Oxidative stress should be measured one to two times per year to make certain that the correct choices are being made.



Another group of proteins, widespread in plants called lectins, binds the carbohydrate portion of molecules.  This is the primary anti-nutrient of food.  Lectins increase gut permeability damaging our immune system.  For example, the primary lectin of wheat, wheat germ agglutinin, (WGA) binds to gut cells, pancreas, muscles, bones, kidney, skin, nerves, reproductive cells, platelets and plasma proteins.  It is heat stable, as are the other grain anti-nutrients, and resists digestive breakdown.


Wheat germ agglutinin damages the intestinal mucosa, interferes with digestion and absorption, alters intestinal flora and compromises our gut and general immune system.  Kidney bean lectins, in rats, suppress insulin, alter hormonal balance and inhibit the reproduction of peptide growth factors including insulin-like growth factor, platelet derived growth factor, skin growth factor and nerve growth factor.

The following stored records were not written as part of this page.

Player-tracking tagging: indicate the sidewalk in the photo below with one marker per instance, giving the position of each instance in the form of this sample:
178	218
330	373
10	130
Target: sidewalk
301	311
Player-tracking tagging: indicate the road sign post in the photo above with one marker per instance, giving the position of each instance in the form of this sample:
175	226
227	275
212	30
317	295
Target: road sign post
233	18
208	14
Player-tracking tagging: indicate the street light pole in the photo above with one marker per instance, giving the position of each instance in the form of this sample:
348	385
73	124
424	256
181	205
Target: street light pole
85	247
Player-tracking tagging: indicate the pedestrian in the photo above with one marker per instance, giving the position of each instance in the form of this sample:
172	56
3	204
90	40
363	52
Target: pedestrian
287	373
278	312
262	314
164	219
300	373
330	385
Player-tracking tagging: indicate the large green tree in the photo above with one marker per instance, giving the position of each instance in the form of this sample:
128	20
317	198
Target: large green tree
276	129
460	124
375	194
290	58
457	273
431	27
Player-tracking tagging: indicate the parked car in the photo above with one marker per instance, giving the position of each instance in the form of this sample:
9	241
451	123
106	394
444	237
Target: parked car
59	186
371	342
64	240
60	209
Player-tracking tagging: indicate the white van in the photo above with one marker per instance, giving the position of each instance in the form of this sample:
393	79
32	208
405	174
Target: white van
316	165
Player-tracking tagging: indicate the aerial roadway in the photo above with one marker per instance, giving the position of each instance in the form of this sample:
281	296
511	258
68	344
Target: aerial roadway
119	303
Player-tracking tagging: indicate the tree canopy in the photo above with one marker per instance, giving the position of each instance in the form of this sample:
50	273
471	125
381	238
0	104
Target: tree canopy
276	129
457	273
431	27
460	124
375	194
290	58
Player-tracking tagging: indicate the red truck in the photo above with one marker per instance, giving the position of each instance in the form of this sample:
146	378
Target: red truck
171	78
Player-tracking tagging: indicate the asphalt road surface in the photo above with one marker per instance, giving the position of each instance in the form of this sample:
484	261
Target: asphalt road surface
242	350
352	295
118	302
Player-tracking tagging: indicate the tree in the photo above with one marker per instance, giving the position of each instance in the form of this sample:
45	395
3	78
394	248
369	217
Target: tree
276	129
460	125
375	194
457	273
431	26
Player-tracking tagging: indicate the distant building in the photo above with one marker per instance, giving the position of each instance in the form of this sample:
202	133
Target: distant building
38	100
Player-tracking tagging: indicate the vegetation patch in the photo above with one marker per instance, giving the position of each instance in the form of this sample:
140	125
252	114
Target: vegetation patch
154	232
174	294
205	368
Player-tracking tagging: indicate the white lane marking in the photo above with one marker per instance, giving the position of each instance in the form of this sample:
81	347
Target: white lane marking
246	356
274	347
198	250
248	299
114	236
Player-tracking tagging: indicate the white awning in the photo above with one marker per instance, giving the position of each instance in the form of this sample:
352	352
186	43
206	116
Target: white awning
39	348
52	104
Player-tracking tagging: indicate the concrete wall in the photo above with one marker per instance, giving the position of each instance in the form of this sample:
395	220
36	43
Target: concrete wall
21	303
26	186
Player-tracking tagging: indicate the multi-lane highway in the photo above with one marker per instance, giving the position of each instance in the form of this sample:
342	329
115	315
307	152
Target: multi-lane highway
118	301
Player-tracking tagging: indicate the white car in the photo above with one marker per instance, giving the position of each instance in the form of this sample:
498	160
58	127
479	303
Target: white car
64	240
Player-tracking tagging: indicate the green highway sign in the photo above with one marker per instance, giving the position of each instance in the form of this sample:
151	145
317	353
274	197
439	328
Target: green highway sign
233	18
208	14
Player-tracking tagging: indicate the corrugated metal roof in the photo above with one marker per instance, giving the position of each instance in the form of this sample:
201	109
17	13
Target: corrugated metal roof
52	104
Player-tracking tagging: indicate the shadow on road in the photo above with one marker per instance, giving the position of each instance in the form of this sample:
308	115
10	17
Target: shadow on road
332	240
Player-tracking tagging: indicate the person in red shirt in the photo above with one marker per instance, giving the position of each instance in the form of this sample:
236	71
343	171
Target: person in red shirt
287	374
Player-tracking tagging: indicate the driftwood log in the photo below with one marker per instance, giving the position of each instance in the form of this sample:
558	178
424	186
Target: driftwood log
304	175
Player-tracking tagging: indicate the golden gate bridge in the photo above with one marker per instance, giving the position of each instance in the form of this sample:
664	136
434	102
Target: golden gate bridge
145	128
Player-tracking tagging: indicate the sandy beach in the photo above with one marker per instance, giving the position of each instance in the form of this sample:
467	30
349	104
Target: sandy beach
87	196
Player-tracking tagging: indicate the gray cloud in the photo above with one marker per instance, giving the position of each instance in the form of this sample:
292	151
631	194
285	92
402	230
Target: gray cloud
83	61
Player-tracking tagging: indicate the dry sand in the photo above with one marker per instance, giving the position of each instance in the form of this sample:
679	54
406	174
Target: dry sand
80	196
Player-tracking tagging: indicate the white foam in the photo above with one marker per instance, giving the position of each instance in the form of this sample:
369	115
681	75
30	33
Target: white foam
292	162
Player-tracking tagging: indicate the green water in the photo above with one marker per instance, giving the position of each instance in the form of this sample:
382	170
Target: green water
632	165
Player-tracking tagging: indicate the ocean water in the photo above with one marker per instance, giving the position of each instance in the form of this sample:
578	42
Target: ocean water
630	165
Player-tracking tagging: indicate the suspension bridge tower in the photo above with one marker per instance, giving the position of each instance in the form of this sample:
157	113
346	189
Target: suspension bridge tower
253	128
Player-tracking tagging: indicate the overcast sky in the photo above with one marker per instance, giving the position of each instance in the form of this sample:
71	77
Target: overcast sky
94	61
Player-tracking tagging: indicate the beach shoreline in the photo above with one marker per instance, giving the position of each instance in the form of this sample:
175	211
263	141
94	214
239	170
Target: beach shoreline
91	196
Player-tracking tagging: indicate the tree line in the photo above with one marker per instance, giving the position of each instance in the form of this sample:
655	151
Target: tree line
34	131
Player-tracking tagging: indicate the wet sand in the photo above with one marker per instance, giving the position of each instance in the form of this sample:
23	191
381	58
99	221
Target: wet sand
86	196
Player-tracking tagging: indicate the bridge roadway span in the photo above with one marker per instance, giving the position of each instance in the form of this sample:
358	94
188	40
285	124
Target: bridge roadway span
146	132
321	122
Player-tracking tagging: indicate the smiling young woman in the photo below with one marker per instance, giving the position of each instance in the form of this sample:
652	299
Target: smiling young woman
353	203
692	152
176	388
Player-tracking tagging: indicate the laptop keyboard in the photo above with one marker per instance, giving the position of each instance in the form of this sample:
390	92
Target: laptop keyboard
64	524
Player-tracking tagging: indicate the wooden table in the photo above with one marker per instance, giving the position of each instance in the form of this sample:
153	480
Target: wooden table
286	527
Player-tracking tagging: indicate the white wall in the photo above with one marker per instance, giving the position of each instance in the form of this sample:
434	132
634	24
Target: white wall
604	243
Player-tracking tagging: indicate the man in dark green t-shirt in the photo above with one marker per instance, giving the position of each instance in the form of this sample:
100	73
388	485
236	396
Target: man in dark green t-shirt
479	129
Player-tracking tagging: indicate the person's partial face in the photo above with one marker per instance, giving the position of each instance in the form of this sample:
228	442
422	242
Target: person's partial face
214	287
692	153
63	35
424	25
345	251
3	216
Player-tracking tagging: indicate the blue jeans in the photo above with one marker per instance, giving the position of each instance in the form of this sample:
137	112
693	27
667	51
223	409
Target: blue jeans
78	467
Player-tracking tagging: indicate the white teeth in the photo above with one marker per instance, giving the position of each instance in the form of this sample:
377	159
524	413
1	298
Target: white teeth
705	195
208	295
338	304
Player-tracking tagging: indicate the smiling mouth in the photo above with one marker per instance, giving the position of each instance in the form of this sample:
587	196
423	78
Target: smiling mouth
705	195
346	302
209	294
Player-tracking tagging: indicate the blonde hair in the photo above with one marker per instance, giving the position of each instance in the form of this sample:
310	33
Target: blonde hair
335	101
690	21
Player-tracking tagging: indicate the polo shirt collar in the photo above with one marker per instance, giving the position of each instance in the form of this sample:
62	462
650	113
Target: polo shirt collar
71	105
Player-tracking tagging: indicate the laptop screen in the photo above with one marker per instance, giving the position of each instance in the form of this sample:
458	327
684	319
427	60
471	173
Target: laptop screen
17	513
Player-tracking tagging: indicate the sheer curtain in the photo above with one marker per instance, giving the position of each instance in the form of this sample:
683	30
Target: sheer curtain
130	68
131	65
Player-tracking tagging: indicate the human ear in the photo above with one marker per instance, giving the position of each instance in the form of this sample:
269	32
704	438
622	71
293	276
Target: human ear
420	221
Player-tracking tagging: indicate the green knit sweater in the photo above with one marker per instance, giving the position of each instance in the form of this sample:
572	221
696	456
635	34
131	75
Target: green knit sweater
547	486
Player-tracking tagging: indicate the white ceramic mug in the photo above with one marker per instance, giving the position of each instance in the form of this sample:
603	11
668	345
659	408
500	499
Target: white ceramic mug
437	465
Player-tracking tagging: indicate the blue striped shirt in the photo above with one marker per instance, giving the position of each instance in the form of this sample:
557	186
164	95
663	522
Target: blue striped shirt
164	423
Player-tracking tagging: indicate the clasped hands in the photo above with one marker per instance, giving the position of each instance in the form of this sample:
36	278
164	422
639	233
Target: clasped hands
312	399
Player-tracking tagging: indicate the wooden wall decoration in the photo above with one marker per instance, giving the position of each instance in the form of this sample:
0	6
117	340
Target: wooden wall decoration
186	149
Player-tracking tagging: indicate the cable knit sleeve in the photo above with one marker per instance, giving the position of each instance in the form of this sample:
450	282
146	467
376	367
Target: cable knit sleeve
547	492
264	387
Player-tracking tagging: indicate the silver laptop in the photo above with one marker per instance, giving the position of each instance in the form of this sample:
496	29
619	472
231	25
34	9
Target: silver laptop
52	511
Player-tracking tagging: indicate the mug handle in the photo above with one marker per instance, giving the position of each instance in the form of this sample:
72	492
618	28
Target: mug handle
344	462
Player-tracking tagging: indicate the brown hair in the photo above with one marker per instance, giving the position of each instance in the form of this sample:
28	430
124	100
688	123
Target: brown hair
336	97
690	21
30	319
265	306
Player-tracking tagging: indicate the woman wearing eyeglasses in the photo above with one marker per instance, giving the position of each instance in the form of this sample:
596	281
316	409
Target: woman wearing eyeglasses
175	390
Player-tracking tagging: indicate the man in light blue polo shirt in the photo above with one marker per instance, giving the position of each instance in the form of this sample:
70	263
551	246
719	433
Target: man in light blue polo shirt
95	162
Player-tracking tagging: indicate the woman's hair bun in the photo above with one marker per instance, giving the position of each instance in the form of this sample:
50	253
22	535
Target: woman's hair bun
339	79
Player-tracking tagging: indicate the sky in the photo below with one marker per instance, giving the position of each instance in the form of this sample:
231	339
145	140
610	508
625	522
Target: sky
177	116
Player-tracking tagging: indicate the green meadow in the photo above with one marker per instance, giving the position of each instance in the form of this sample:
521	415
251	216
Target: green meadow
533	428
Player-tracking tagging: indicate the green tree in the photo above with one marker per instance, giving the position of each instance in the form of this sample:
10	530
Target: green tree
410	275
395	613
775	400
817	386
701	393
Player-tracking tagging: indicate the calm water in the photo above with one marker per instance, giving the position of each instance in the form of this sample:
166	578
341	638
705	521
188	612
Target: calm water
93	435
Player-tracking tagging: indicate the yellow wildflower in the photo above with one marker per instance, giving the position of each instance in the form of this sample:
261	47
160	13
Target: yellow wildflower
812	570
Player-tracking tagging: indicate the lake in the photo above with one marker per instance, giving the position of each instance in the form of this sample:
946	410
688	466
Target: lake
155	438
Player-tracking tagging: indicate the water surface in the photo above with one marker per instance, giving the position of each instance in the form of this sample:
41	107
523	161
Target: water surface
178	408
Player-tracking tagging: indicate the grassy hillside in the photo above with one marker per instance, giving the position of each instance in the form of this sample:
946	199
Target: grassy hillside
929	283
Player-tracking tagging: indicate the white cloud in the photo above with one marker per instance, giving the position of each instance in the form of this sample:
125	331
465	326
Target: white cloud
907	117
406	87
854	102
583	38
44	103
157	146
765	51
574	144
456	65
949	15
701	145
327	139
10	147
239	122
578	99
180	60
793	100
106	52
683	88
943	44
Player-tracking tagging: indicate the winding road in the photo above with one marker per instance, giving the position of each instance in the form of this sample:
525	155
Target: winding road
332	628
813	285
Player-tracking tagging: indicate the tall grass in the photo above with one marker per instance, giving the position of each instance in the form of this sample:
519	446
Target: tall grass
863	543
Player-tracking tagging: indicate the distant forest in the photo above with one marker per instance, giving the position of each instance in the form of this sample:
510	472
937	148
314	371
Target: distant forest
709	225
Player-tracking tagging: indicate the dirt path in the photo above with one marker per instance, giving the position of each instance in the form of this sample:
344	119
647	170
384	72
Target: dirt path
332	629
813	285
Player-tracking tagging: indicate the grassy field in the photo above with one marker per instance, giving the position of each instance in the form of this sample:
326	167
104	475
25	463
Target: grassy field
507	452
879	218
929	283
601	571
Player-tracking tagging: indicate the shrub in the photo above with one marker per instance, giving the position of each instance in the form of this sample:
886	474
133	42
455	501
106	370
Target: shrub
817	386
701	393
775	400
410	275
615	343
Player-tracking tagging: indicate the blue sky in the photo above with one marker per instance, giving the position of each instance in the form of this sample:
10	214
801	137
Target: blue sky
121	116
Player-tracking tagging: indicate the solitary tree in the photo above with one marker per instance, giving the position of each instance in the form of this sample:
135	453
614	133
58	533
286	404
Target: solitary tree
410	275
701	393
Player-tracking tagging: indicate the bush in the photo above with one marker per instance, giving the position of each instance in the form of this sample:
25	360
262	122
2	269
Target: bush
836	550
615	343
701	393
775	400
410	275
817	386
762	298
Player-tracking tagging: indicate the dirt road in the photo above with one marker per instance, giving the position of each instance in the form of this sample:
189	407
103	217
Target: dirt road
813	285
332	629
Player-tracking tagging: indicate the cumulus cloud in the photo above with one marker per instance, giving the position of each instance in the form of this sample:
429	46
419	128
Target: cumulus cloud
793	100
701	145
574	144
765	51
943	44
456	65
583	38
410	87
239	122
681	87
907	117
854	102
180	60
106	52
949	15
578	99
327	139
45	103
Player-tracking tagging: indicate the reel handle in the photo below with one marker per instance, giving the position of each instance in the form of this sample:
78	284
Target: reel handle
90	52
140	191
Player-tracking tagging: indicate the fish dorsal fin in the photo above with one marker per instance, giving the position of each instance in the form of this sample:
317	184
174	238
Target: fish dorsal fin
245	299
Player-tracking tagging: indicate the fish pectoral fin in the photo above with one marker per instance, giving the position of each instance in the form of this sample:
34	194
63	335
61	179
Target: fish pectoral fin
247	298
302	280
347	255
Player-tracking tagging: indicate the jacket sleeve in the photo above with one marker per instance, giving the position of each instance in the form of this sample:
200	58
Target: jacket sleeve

Research is accumulating more evidence of the role of lectins in auto-immune disease.  This is where the body’s own immune system (defence mechanism) attacks it’s own cells.  The lectin binds to the cell surface, a cell surface marker, called HLA (human leukocyte antigen) induces an increase in T cells and antibody production to recognize the irritant to try and remove it by inflaming the tissue.  Such tissues as the thyroid, adrenal, pancreas, kidney, bile ducts, etc. can be involved.  Of course, the tissue fails and the individual starts to have symptoms of the tissue not working properly.  There is now an inability of the immune system to distinguish self from foreign material.


Another mechanism involved with auto-immunity involves inadequately digested grain protein fragments passing through the gut wall.  The gut lining can be damaged for numerous reasons:  stress, infection, abnormal gut microbes due to drugs, sugar, food intolerance and allergy,  Once in the circulation the grain protein fragments will be drawn to tissue – with a similar molecular chemistry.  Genetics usually determine the tissue.  For example, if a parent had arthritis then the child will have a tendency for these grain protein fragments to deposit in the connective tissue.  This is called molecular mimicry.  Remember the cell surface membrane monitor, HLA, has to recognize foreign substances in order to signal immune activity.  Well, a certain marker, called HLA DQ2, when present in an individual is associated with a 73% probability of having celiac disease.  There are other HLA markers, as well, associated with Celiac disease.


The point is, that if you can’t metabolize the grain properly an immune response occurs resulting in your own cells being attacked as foreign due to the deposition of the food particles in the tissue.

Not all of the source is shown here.